About Church of the Ascension
The Church of the Ascension is a sixteenth century church in Kolomenskoye built by Prince Vasili III in the south of Moscow.
History of the Church of the Ascension
Grand Prince Vasily III – ruler of Moscow from 1505 to 1533, and often mockingly known as Vasili the Adequate – commissioned the Church of the Ascension to celebrate the long anticipated birth of the heir to the Russian throne, Ivan IV Vasilyevich. Ivan, who was born on 25 August 1530, would become known as Ivan the Terrible. The Church of the Ascension was consecrated on 3 September 1532 and was revolutionary for its time. Kolomenskoye, where it stands, was a former royal estate.
Unlike other Russian churches of the time, this was probably built by Italian architects – masters of their trade. It’s also the first brick church with a tent-shaped roof found in Russia: a break with tradition that would be echoed with the construction of St Basil’s Cathedral, built 25 years later by Ivan himself to commemorate the capture of Kazan and Astrakhan. The white stone and Renaissance details are some of its dominant characteristics.
Alterations have been made over the centuries, particularly brickwork renovations in the 19th century, along with some decorative and ornamental work.

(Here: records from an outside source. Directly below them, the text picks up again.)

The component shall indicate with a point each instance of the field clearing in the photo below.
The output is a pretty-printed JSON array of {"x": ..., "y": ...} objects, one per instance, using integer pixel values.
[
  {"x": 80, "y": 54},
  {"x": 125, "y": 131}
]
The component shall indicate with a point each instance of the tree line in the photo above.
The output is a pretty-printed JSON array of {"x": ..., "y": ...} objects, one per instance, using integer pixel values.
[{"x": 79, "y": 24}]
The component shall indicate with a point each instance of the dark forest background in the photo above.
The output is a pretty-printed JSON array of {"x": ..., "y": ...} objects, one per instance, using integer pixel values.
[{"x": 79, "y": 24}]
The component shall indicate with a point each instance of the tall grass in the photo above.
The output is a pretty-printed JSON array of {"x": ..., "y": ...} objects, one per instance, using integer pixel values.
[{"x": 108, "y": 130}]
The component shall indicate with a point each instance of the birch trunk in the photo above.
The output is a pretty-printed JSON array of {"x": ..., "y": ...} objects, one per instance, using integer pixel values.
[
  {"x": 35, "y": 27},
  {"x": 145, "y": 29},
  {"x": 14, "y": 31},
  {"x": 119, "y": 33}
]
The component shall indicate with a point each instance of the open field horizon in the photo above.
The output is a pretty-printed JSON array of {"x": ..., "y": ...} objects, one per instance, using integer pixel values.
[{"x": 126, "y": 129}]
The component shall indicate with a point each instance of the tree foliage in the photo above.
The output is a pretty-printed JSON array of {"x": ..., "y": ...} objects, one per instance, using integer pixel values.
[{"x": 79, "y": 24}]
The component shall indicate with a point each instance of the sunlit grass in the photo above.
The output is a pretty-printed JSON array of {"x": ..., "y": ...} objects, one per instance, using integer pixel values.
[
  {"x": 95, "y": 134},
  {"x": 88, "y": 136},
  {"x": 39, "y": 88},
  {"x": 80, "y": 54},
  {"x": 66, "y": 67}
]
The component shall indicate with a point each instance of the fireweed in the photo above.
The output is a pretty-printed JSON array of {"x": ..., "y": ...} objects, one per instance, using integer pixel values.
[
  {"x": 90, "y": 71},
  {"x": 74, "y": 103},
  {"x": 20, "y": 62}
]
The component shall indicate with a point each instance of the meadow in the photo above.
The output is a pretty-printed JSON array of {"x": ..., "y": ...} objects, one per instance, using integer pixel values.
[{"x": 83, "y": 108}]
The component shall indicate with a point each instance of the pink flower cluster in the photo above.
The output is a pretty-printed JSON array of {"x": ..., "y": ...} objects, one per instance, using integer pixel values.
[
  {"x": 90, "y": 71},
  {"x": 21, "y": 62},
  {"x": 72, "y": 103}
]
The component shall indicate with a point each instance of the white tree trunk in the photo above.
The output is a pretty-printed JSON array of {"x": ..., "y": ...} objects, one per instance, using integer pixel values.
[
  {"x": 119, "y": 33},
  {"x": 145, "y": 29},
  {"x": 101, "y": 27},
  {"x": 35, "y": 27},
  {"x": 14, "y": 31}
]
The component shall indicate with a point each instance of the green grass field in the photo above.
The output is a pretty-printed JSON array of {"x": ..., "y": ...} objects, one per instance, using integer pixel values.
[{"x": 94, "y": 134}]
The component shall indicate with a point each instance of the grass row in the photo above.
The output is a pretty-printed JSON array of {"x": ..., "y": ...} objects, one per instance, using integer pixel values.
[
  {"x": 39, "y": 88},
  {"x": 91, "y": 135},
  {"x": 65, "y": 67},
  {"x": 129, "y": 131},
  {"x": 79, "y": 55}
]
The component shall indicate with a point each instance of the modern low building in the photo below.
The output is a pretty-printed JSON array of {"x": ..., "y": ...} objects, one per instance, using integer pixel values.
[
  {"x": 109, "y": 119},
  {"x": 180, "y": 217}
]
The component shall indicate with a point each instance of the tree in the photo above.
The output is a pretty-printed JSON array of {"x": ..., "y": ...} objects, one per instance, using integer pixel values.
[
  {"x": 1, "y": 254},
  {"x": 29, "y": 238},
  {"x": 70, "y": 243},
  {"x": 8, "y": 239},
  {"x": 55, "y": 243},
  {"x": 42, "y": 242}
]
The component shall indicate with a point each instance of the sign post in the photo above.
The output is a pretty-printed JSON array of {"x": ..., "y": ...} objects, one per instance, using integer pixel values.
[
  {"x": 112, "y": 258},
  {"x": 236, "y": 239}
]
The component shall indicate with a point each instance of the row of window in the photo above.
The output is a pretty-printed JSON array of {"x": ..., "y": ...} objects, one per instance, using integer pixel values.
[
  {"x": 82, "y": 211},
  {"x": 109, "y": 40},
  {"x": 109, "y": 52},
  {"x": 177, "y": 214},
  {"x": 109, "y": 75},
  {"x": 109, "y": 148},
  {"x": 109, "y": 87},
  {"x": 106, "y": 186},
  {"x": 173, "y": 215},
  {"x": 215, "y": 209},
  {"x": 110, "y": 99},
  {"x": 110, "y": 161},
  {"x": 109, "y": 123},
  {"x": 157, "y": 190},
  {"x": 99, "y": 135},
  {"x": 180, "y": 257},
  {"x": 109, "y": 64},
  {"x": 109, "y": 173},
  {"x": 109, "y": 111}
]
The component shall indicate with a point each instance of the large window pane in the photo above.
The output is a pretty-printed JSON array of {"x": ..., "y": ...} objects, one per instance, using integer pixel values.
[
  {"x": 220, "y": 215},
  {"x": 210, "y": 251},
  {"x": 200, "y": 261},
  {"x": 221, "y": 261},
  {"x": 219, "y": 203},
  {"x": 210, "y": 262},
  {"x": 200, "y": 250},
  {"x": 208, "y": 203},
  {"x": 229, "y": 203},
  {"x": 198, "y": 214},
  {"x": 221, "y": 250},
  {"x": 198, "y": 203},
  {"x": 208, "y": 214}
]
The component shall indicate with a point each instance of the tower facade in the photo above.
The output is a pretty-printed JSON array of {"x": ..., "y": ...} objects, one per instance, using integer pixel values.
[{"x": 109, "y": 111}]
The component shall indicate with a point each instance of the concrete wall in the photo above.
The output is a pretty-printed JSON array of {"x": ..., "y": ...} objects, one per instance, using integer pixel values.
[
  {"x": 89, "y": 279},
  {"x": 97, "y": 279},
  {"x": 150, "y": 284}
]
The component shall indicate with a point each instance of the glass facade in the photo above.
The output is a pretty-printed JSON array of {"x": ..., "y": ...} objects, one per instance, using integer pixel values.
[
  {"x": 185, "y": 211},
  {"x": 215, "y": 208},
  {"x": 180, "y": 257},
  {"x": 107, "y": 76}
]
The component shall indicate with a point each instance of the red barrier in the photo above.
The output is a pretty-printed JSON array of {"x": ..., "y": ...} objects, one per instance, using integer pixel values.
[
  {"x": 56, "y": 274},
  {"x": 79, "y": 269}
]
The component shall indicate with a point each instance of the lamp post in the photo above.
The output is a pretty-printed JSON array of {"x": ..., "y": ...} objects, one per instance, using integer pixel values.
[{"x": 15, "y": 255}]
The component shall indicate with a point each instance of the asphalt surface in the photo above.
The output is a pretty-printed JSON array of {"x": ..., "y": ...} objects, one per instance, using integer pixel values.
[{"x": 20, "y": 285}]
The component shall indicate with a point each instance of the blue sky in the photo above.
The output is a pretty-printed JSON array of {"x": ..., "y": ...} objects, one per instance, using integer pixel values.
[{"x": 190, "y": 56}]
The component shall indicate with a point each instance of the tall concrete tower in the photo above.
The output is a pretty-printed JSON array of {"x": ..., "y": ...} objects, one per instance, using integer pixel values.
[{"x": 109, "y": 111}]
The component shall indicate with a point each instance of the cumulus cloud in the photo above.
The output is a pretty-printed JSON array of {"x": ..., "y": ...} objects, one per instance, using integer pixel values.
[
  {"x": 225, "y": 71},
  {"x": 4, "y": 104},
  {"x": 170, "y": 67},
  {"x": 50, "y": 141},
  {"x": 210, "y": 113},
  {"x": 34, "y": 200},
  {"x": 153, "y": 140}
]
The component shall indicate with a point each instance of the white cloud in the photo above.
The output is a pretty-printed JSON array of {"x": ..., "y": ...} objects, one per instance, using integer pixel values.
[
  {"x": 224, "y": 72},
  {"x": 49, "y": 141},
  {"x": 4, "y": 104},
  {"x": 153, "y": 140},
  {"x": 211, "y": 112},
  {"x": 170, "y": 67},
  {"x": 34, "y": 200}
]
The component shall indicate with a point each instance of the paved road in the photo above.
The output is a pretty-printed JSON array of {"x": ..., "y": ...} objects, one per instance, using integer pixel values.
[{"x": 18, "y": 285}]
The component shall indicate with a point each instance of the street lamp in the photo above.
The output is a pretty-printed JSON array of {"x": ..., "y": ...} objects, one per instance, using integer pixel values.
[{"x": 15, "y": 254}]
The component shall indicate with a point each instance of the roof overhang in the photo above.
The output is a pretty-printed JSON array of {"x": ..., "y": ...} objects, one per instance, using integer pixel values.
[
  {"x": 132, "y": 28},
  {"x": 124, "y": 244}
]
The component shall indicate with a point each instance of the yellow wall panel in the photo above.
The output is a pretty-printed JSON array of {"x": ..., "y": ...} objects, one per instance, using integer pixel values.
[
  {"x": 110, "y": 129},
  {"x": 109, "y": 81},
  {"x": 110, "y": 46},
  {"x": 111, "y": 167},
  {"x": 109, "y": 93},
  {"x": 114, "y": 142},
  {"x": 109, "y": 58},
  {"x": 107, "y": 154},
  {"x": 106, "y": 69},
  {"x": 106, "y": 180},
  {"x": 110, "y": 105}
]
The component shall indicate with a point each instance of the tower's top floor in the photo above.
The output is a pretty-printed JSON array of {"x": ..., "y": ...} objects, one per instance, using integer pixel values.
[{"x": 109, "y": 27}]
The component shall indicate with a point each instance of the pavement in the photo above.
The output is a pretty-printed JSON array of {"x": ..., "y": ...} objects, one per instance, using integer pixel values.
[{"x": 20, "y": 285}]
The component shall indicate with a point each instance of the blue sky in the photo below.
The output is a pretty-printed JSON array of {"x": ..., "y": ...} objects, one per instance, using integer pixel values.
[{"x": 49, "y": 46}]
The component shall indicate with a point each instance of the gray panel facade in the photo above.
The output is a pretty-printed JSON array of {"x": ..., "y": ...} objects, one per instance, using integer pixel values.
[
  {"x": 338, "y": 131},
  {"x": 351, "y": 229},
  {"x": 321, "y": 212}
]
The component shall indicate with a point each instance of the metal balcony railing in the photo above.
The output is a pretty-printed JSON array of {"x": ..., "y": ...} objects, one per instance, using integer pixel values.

In 1994, it joined UNESCO’s list of World Heritage sites due to its contribution to Russian ecclesiastical architecture
The Church of the Ascension today
Nestled in the Kolomenskoye Reserve, overlooking the river, the church is particularly attractive and worth a visit for its significance – it’s closed Mondays. The interior is smaller than you’d expect from outside. Kolomenskoye also provides a pleasant respite from the intensity of central Moscow, and exploring the park for a day or an afternoon is a lovely way to
There is an exhibit on milestones in Kolomenskoye history in the tent-roofed gatehouse near the church.
Getting to the Church of the Ascension
The Church of the Ascension is located deep in the Kolomenskoye Museum Reserve, on the edge of the Moskva River. The nearest metro stations are Kashirskaya (south) or Kolomenskaya (north): both are about a 2km walk through the leafy parkland to access the church itself. A map is helpful as there are lots of paths and it’s easy to get lost or distracted in the wealth of surrounding buildings.